Background technique
MoO3It is a kind of environmental-friendly n-type semiconductor metal oxide, has obtained answering extensively in gas sensor domain
With.Currently, the composite metal oxide material of three-dimensional multilevel structure is one of the research hotspot of gas sensor sensitive material, because
More active surfaces can be provided for the composite material with this structure, are more advantageous to transmission and gas of the electronics on surface
Absorption and desorption of the body molecule on surface are improving the property such as electrochemistry, gas sensing and the photocatalysis of metal oxide semiconductor
Energy aspect shows great potentiality.Compared with the complex technique of the low-dimensional alkaline metal oxide of current comparative maturity, to oxygen
Change molybdenum and carry out compound relative difficult because molybdenum oxide is acidic metal oxide, in recombination process, when with before basic anhydride
Drive liquid solution is soluble when being blended, and the especially original multilevel structure of molybdenum oxide is difficult to keep, so that current multilevel structure oxygen
Changing molybdenum composite material, development is restricted in nano-sensor field.

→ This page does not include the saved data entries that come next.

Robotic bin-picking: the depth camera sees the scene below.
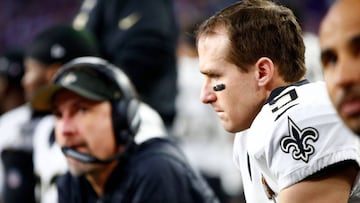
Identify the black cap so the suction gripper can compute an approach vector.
[31,65,121,111]
[25,25,99,64]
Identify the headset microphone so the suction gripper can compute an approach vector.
[61,144,132,164]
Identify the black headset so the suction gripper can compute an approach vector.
[53,57,141,144]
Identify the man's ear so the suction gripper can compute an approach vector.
[255,57,275,86]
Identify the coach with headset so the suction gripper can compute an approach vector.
[32,57,218,203]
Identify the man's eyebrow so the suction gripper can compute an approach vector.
[346,33,360,49]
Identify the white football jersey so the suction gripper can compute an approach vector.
[234,81,360,203]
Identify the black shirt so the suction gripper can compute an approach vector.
[57,138,218,203]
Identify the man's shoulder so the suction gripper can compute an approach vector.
[132,138,185,165]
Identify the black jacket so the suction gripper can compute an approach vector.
[75,0,179,126]
[57,138,218,203]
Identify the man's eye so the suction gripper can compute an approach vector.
[52,111,62,119]
[321,53,337,69]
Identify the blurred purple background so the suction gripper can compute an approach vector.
[0,0,332,52]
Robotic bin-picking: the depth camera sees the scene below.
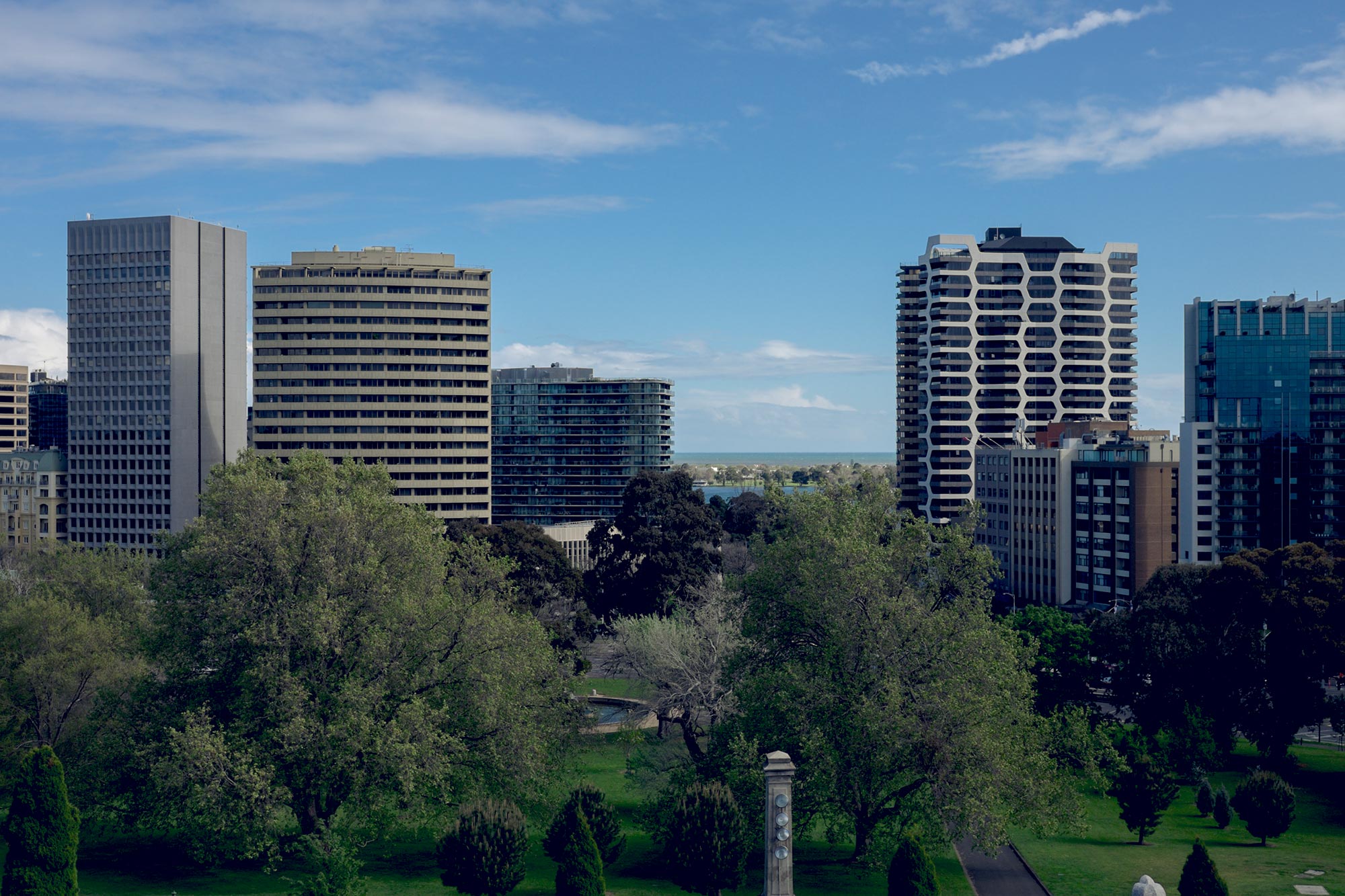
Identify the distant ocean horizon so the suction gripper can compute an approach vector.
[672,450,897,467]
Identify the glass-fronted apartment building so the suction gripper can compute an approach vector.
[1180,294,1345,563]
[252,246,491,524]
[896,227,1138,521]
[491,364,672,526]
[67,215,247,548]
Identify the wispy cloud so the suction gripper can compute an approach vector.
[0,0,682,177]
[748,19,826,52]
[0,308,67,376]
[846,4,1167,83]
[494,339,892,379]
[463,196,635,223]
[972,52,1345,177]
[1256,202,1345,220]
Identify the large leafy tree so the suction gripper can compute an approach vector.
[738,478,1075,857]
[139,452,573,854]
[585,470,724,615]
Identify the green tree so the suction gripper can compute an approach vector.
[1196,778,1215,818]
[449,521,594,651]
[1177,837,1228,896]
[555,806,607,896]
[888,837,939,896]
[1107,752,1178,846]
[137,452,574,866]
[438,799,527,896]
[736,475,1077,857]
[542,782,625,868]
[1007,604,1092,713]
[1229,768,1294,846]
[0,745,79,896]
[663,782,748,896]
[1210,784,1233,830]
[585,471,724,616]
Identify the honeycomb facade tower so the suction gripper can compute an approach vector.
[896,227,1138,522]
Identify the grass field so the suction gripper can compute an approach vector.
[58,731,971,896]
[1014,744,1345,896]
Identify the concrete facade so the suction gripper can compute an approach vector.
[0,364,28,451]
[252,246,491,524]
[896,227,1138,521]
[491,364,672,526]
[0,451,69,548]
[67,215,247,548]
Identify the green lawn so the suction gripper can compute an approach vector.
[63,731,971,896]
[1014,744,1345,896]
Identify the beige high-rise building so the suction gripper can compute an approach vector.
[0,364,28,451]
[253,246,491,522]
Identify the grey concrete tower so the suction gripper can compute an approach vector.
[66,215,247,548]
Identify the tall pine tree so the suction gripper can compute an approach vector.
[0,747,79,896]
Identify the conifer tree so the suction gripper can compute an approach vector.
[438,799,527,896]
[555,806,607,896]
[888,837,939,896]
[1107,754,1177,846]
[542,782,625,868]
[1229,768,1294,846]
[663,782,753,896]
[1177,837,1228,896]
[0,745,79,896]
[1196,778,1215,818]
[1213,784,1233,830]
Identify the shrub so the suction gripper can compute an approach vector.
[663,782,753,896]
[888,837,939,896]
[0,747,79,896]
[1177,838,1228,896]
[1229,770,1294,846]
[542,783,625,868]
[1196,778,1215,818]
[438,799,527,896]
[555,806,607,896]
[1107,754,1177,846]
[1213,784,1233,830]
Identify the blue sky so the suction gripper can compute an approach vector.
[0,0,1345,451]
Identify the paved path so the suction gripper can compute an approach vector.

Currently, the preparation method of oxidation molybdenum composite material mainly takes secondary or multistep hydrothermal/solvent thermal method.2015
" RSC progress " (the RSC Advances) page 39442-39448 of 5th phase, which is reported, a kind of prepares MoO3/Fe2O3The side of nanometer rods
Method, this method is first soluble in water by Ammonium Molybdate Tetrahydrate, and instills HNO dropwise3, above-mentioned mixed solution hydro-thermal reaction 36h will give birth to
At presoma calcine 2h at 300 DEG C after obtain MoO3Nanobelt;By the MoO of preparation3Nanobelt is soluble in water, instills dropwise
The FeCl centainly matched3·6H2O and Na2SO4·10H2O mixed solution, through secondary hydro-thermal reaction 10h, the presoma of generation exists
MoO is obtained after calcining 2h at 500 DEG C3/Fe2O3Nanometer rods, this method need to carry out hydro-thermal reaction twice, final product one
The nanometer rod composite material of dimension, material are applied to catalytic field." environmental science and technology " of 52nd phase in 2018
(Environ.Sci.Technol) 11796-11802 pages, which reports, a kind of prepares MoO3/Fe2O3The method of nanobelt, the party
Method is first by Fe (NO3)3·9H2O and polyvinylpyrrolidone (PVP) are dissolved in dimethylformamide (DMF) reagent, to solvent heat
After 30h, Fe is obtained2O3Material;In preparation MoO3When, molybdenum powder is dissolved in water first, then H is slowly added2O2Solution, hydro-thermal reaction
4h is calcined after 48h at 400 DEG C and obtains MoO3Nanobelt;Finally, by the Fe of preparation2O3It is dissolved in water, is poured into containing MoO3Nanobelt
Solution in, 80 DEG C drying, 105 DEG C are dried overnight, at 300 DEG C calcine 4h obtain MoO3/Fe2O3Composite material, in preparation process
In will use organic solvent and pass through multiple hydro-thermal and high-temperature process, preparation process is cumbersome, and composite material does not have multistage knot
Structure, pattern are one-dimensional nanobelt.When the composite material is applied to the test of dimethylbenzene, optimum working temperature is relatively high to be
206 DEG C, lower to the response of 100ppm dimethylbenzene is 6.8, and response speed is 87s more slowly.
Summary of the invention
The present invention is aoxidized in reaction system to solve multilevel structure molybdenum oxide in doping and the modifications such as compound
The problem of self assembly of molybdenum construction unit and the mode of constructing are highly vulnerable to breakage, are difficult to keep multilevel structure, and a kind of multistage is provided
Structure α-Fe2O3/α-MoO3Hollow Sphere Composites and preparation method thereof.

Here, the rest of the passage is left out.